Gaz russe : l’hypocrisie générale de l’Europe
Le journal les Échos rapportent comment Marion Van Renterghem décrypte le plan de Vladimir Poutine pour isoler l’Ukraine et renforcer l’addiction de l’Europe au gaz naturel russe. Elle pose la question de l’incohérence géopolitique, et même du cynisme, des dirigeants européens « sous influence ».
Sans le sabotage anonyme du plus grand pipeline sous-marin du monde, au large de l’île danoise de Bornholm, ce 26 septembre 2022, Vladimir Poutine pourrait encore savourer la satisfaction de tenir l’Europe en laisse grâce à un gazoduc de 10 milliards d’euros, financé pour moitié par cinq groupes européens (Engie, Shell, OMV, Uniper et Wintershall), au côté du géant russe Gazprom.
Ardemment voulu par le Kremlin et… l’ancienne chancelière allemande, Angela Merkel, le gazoduc Nord Stream 2 (inauguré en 2021), qui contourne soigneusement la Pologne et l’Ukraine, s’est soudainement transformé en symbole de la faiblesse et de la coupable incohérence de l’Union européenne.
Avec la guerre en Ukraine, c’est même devenu le stigmate d’ « une des plus gigantesques erreurs stratégiques du XXIe siècle ». Marion Van Renterghem (prix Albert Londres) ne mâche pas ses mots dans ce thriller géopolitique captivant qui est plus qu’une allégorie.

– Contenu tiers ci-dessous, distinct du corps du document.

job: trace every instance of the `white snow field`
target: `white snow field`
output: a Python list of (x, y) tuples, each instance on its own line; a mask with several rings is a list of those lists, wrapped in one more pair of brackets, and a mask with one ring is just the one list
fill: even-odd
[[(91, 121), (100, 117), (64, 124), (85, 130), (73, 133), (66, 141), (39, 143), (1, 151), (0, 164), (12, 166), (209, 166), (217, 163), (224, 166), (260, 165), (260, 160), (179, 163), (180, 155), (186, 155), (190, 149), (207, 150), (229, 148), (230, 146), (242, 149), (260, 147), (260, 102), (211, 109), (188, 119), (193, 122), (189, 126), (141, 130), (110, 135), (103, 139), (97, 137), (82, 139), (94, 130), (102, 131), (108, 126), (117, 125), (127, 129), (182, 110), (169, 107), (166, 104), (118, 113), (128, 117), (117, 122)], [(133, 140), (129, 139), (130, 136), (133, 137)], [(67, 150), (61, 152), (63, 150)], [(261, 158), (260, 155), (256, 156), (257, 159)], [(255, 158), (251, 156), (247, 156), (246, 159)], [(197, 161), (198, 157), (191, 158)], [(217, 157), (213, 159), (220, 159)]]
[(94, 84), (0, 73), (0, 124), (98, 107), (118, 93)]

Dans un style vif et sans détour, elle retourne avec ardeur le couteau dans la plaie….
Le chef du Kremlin a réussi à berner ou à endormir une grande partie de la classe politique européenne, à travers une armada d’agents d’influence, d’ « idiots utiles ou d’alliés malgré eux », en puisant largement dans la « lâcheté de beaucoup et la naïveté de tous »… dont certains politiques français comme Fillon ou Sarkhosy .
D’autant que la biographe d’Angela Merkel n’épargne personne : ni l’ancienne chancelière elle-même, ni le chancelier Gerhard Schröder, l’un des principaux artisans du vaste réseau de complicités de Poutine, ni l’ancien patron du SPD et puissant ministre de l’Economie et de l’Energie, Sigmar Gabriel, l’un des rares à faire son autocritique.
Au bout du compte, le gazoduc Nord Stream (avec ses deux jumeaux inaugurés à dix ans d’intervalle) apparaît surtout comme l’ultime stigmate de la faiblesse coupable des Européens confrontés au cynisme absolu du régime poutinien. Face à l’obstination de Merkel qui a fait du nouveau gazoduc jumeau de Nord Stream 1 un « impératif catégorique », ni l’opposition des Polonais, ni celle des Baltes, des Slovaques ou des Tchèques ne pèseront du moindre poids.
Surtout, Angela Merkel se refuse à voir que le deuxième gazoduc sous la Baltique fait voler en éclats la sécurité stratégique de l’Ukraine.